Tuesday, October 4, 2016

"Homo Deus," notes on Yuval Harari's new book

Is there anything more dangerous than dissatisfied and irresponsible gods who don't know what they want?

Yuval Harari

Yuval Harari, born in 1976, is an Israeli historian and professor of history at the Hebrew University of Jerusalem. The quote above is from his previous book, Sapiens: A Brief History of Humankind, (2011 in Hebrew, 2014 in English), which makes the point that human culture in the post-tribal age of large populations derives its coherence from "fictions," mental constructs with no concrete reality, such as gods, money, laws, nations and human rights.   

In his new book, Homo Deus: A Brief History of Tomorrow, Harari describes our future: Through bio-engineering, artificial intelligence and advancing medicine, we will become, by definition, gods, with indefinitely long lives and complete creative license to design ourselves and our environments.  

Harari's logic is compelling, though one might add that we don't know what a god is, only what it does.  As in physics, where we label atomic particles in terms of their behavior and effects on other particles- not in terms of what they are, which we don't know- so, even though we may define a god as "a super-human being or spirit worshipped as having power over nature or human fortunes" (OED), that describes what a god does, not what it is.   Whatever a god is, though, that's what we're going to be, Harari writes.  The transformation will usher in the age of Homo Deus, and herald the eclipse of Homo Sapiens.  In other words, we're about to go extinct:

Every day millions of people decide to grant their smartphone a bit more control over their lives or try a new and more effective antidepressant drug.  In pursuit of health, happiness and power, humans will gradually change first one of their features and then another, and another, until they will no longer be human. 
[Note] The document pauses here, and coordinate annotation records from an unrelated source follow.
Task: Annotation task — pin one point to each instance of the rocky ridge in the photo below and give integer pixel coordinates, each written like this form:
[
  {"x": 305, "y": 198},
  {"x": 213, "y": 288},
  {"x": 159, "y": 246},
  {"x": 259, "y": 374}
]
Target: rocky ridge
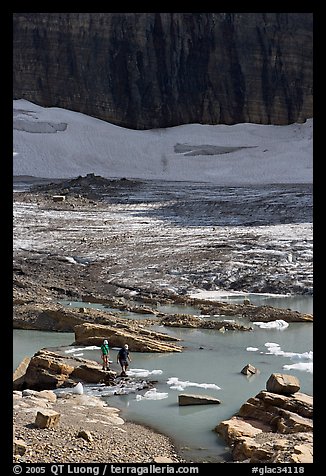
[
  {"x": 155, "y": 70},
  {"x": 275, "y": 426},
  {"x": 101, "y": 436}
]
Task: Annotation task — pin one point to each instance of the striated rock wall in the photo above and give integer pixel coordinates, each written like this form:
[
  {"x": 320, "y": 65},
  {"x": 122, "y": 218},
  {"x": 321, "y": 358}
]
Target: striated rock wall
[{"x": 152, "y": 70}]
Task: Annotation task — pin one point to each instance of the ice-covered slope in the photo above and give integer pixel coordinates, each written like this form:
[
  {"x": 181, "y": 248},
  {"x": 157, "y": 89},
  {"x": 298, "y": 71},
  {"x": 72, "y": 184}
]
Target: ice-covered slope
[{"x": 57, "y": 143}]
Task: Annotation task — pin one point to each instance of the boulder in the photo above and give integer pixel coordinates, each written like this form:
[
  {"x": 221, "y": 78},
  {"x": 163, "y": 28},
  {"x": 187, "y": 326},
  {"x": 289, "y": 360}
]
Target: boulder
[
  {"x": 19, "y": 373},
  {"x": 47, "y": 419},
  {"x": 271, "y": 428},
  {"x": 19, "y": 447},
  {"x": 283, "y": 384},
  {"x": 49, "y": 370},
  {"x": 139, "y": 339}
]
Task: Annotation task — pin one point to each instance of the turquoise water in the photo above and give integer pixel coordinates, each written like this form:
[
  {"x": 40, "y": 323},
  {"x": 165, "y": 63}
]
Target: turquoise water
[{"x": 209, "y": 358}]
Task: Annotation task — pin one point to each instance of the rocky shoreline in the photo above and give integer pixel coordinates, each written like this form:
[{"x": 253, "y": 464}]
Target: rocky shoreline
[
  {"x": 100, "y": 436},
  {"x": 79, "y": 249}
]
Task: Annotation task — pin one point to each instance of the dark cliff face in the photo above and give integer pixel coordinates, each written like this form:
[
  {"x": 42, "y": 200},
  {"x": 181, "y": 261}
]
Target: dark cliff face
[{"x": 150, "y": 70}]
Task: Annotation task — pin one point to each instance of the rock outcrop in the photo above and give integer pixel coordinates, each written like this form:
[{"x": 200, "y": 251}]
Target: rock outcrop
[
  {"x": 49, "y": 370},
  {"x": 154, "y": 70},
  {"x": 194, "y": 399},
  {"x": 139, "y": 339},
  {"x": 272, "y": 427}
]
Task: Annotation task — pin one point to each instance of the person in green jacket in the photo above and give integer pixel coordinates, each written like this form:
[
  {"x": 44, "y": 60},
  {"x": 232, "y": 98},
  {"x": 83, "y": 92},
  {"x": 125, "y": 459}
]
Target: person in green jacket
[{"x": 105, "y": 354}]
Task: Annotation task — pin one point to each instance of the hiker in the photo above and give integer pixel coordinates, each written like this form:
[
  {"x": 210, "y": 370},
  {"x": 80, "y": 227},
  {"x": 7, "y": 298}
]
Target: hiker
[
  {"x": 105, "y": 354},
  {"x": 123, "y": 358}
]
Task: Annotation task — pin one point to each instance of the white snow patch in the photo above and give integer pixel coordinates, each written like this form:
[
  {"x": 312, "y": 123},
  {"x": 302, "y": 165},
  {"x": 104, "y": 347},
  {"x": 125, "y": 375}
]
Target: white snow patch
[
  {"x": 58, "y": 143},
  {"x": 177, "y": 384},
  {"x": 143, "y": 372},
  {"x": 152, "y": 394},
  {"x": 277, "y": 324}
]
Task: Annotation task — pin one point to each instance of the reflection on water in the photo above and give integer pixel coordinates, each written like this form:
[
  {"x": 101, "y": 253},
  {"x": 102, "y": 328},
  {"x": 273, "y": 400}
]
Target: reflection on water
[{"x": 209, "y": 357}]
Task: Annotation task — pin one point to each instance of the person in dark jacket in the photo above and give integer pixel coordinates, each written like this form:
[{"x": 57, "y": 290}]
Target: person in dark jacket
[
  {"x": 123, "y": 358},
  {"x": 105, "y": 354}
]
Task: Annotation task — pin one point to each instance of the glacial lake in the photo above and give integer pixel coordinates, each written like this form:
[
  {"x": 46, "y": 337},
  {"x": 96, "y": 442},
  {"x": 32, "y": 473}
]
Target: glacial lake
[{"x": 210, "y": 364}]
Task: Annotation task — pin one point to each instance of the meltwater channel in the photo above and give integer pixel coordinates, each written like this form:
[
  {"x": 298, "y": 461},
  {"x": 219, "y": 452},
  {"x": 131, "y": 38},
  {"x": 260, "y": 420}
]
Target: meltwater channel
[{"x": 210, "y": 364}]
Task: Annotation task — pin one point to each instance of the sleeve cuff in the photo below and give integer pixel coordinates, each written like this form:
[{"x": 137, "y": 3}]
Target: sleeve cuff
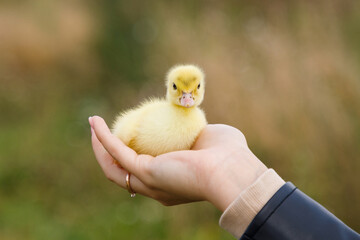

Harari is as much concerned with our progeny's difficulties in figuring out how to be gods as he is with our extinction:

When humankind possesses enormous new powers, and when the threat of famine, plague and war is finally lifted, what will we do with ourselves?  What will the scientists, investors, bankers and presidents do all day?  Write poetry?

He may have answered his own question.   Others have come to the same conclusion about our final purpose.  In Arthur C. Clarke's The City and the Stars (1956) a vision of ultimate humanity features two small human settlements on a desert-covered earth of the far future. One of the groups lives in a self-sustaining mechanical environment of which no one knows the origin and which no one has any idea how to operate or repair (fortunately it repairs itself). Inhabitants spend their time writing poems which they send to each other.  The other group lives a tribal, nomadic life in portable tents.  Their distinguishing feature is that they are telepathic, so no one can lie. Presumably they handle honesty by speaking to each other in poetry.

By the way, I ran some of these ideas by my gila monster friend, Robert, and he was somewhat contemptuous.  He informed me that his kind had achieved this putative godlike state eons ago.  He said all it represents is re-entrance to the cosmic womb, which he said is humankind's goal, though we won't admit it.

I think at this point I owe my readers a poem.  

If I were a god

By Harry the Human

If I were a god
I'd find it odd
that even a clod
who'd been so awed

by seeming divinity
(though he felt no affinity)

lurched in the void
feeling scared and annoyed
where a soul should have buoyed
godlike views, not destroyed 


Yes, imagine it: I am a god, writing poems like this for all eternity!  

Harari is an exceptionally thorough, clear and fascinating author, the perfect antidote to the infantilism of an American presidential campaign.   I highly recommend him!